Insomma, vista la millenaria
storia delle nostre terre, è certamente vero che ogni città ed ogni paese ha dato
i natali a qualche santo, poeta o navigatore. Ed è per questo motivo che la toponomastica va considerata per quello che deve rappresentare. Ovvero un bene culturale, perché è la memoria collettiva della storia dei
luoghi. Sta di fatto che, se fino a due secoli fa i toponomi non nascevano per
decreto del governo ma per generazione spontanea; perchè erano gli abitanti
della città a dare il nome alle vie, oggi, una riflessione va fatta. Soprattutto
partendo da una importantissima considerazione. Intitolare una strada o
una piazza ad un personaggio del passato più o meno recente significa inserirlo
nella memoria collettiva della Comunità e farne un tramite tra passato e
presente. In altri termini, la denominazione di una via o di una piazza altro
non rappresenta, infatti, che la testimonianza concreta di una memoria. E, in
quanto tale, un mezzo di trasmissione della storia. Nel senso che la targa
posta all’incrocio della via o affissa all’edificio (secondo la più classica
tradizione) aiuta ad esercitare la memoria storica. Ciò in quanto il nome
inciso sulla targa – se sconosciuto – non può che accendere la curiosità.

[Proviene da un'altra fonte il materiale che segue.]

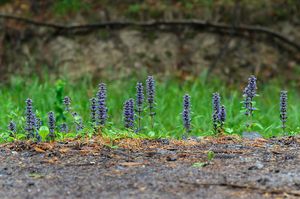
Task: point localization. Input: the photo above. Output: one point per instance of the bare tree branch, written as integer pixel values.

Ovvero quel nome scritto su quella targa è l’occasione per ricordare, o
conoscere o riconoscere epoche ed eventi più o meno lontani. In sostanza, è
possibile esercitare la memoria per entrare nella storia. Che, per quanto
riguarda Gorizia, è particolarmente complessa.
Nadia Ciani, autrice del
libro “Storie di donne nella toponomastica romana” uscito nel 2017 per Ediesse
ha affermato che “La memoria conferisce vivezza alla storia. Eppure, solo con
l’analisi storica e documentale è possibile comprendere l’origine degli eventi
e collocarli nel fluire del tempo, capire le cause e le conseguenze dei fatti
storici. Solo attraverso la lente della storia è possibile davvero penetrare
nel groviglio delle epoche passate e far sì che quel passato possa illuminare
anche la comprensione del nostro presente. L’attenzione alla storia permette di
formulare opinioni e giudizi consapevoli sulla realtà attuale e pure di gettare
uno sguardo lungo verso il futuro.”
A Gorizia, io credo, questo
sia ancor di più necessario, tenuto conto della complessità e quindi anche
della ricchezza del nostro territorio. Ed è per questo motivo che una
riflessione sulla toponomastica cittadina, presente passata e futura, andrebbe
necessariamente fatta, prima ancora di ragionare sulla opportunità o meno di intitolare
una via ai “Vegetariani”, come è stato di recente fatto nella zona artigianale
delle Casermette ed ignorare del tutto le origini goriziane dei fratelli Rusjan,
pionieri del volo, e che, giustamente, la nipote Grazia impegna ogni sua
energia per mantenerne vivo il ricordo. Fino al punto di farsi carico delle
spese per la costruzione e posa in opera di una targa ricordo posta sulla facciata
della casa di via Cappella 8 dove i pionieri del volo vissero.